Après avoir produit des instrus pour le gratin du rap français (Idéal J donc, avec deux disques dingues, Original MC’S sur une mission en 1996 et Le combat continue en 1998, mais aussi 113 pour qui il produisit Les Princes de la ville en 1999, Mafia K’1 Fry – de Karlito à Manu Key en passant par Kery James –, Rocé, Akhenaton et Booba – à qui il offrit sans doute l’une de ses meilleures prods, Couleur ébène), Mehdi s’était en effet progressivement tourné vers les machines et l’électronique.
Son album (The Story of) Espion, publié sur le label Espionnage qu’il avait lui-même fondé, était le symbole de cette avancée irréversible. On y entendait encore des beats hip-hop, on y découvrait Diam’s, certes, mais Mehdi semblait surtout avaliser sur ce disque sa conquête electro à venir.
C’est d’ailleurs sur Ed Banger, le label de son ami Pedro Winter, qu’il sortit en 2006 son deuxième essai, Lucky Boy, avant de réaliser de nombreux singles et mixtapes ainsi que le récent projet Carte blanche en 2010 – un hommage à la house de Chicago qu’il partageait avec l’Anglais Riton. Avec Zdar et Boombass de Cassius (qu’il connaissait depuis l’époque MC Solaar), mais aussi Justice, Mehdi appartenait au prestigieux Club 75 et représentait l’electro parisienne dans le monde entier.

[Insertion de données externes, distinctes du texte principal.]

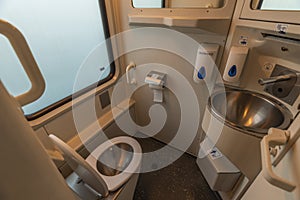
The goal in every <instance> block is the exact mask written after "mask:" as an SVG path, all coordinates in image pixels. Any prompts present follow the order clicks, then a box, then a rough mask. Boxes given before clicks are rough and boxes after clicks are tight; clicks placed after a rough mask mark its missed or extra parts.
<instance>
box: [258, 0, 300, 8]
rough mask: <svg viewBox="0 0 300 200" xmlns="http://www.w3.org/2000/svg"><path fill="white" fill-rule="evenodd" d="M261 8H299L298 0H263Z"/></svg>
mask: <svg viewBox="0 0 300 200" xmlns="http://www.w3.org/2000/svg"><path fill="white" fill-rule="evenodd" d="M261 9H262V10H300V0H284V1H283V0H263V3H262V5H261Z"/></svg>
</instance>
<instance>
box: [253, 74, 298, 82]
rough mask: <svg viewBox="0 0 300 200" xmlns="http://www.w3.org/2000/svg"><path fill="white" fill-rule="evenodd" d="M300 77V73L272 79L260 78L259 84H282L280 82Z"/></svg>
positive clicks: (286, 74) (271, 77)
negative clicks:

Jamais flambeur, Mehdi était un passionné, un érudit. L’un des rares avec qui vous pouviez évoquer NTM, Miles Davis, Jay-Z, Cream, Marvin Gaye ou John Lennon dans la même discussion sans passer pour un extraterrestre. “Je suis chanceux : j’ai la capacité d’être ému et touché par des musiques différentes”, expliquait-il aux Inrocks en 2002. Cette chance était surtout la nôtre. La disparition de Mehdi, aussi tragique que brutale, va certainement nous le faire comprendre encore plus dans les mois et les années qui viennent. Mehdi laisse derrière lui une oeuvre irréprochable, et un trou béant dans la musique d’ici.